With social data becoming more available to BI teams, companies are now able to dig into the psychology of the customer.

Julian Thomas
By Julian Thomas, Principal consultant at PBT Group
Johannesburg, 11 Sept 2018
Julian Thomas.
Julian Thomas.

As markets become increasingly globalised, saturated and competitive in the digital age, great focus is being placed on the customer experience.

And, in periods of subdued or stagnant economic growth, such as South Africa is experiencing, people slow down on their spending and as a result, it becomes harder to attract new customers.

Therefore, in these challenging times, significant emphasis is focused on reselling, cross-selling and up-selling existing customers.

However, there is only so much about a customer that can be discerned from their monthly account balance and credit bureau data, where in many cases, whatever insights were available in this data have already been obtained. Businesses therefore need to look beyond the two-dimensional data available and seek other sources of information or insights that will assist the company to better understand customers. To answer the ever-elusive question: Why?

For many years, data warehouse and business intelligence (BI) solutions were focused on defining the what, when, where and how of a company's business.
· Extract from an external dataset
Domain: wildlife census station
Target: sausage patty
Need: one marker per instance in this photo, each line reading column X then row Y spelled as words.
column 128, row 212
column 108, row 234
Sadly, I think that in South Africa we are still a bit behind in truly understanding how much this social data can assist us.

Very often, the 'why' was not possible. In other words, understanding why good or bad things happened in a company. This was where advanced analytics (AA)/data science came in. Trying to understand why things happened was deemed to be the responsibility of the relevant AA department.

The reality though, is that even with AA, understanding the why was still not really that easy to do. AA could maybe tell you why a division was doing badly, or what was causing customers to churn. However, we were never able to truly understand the why.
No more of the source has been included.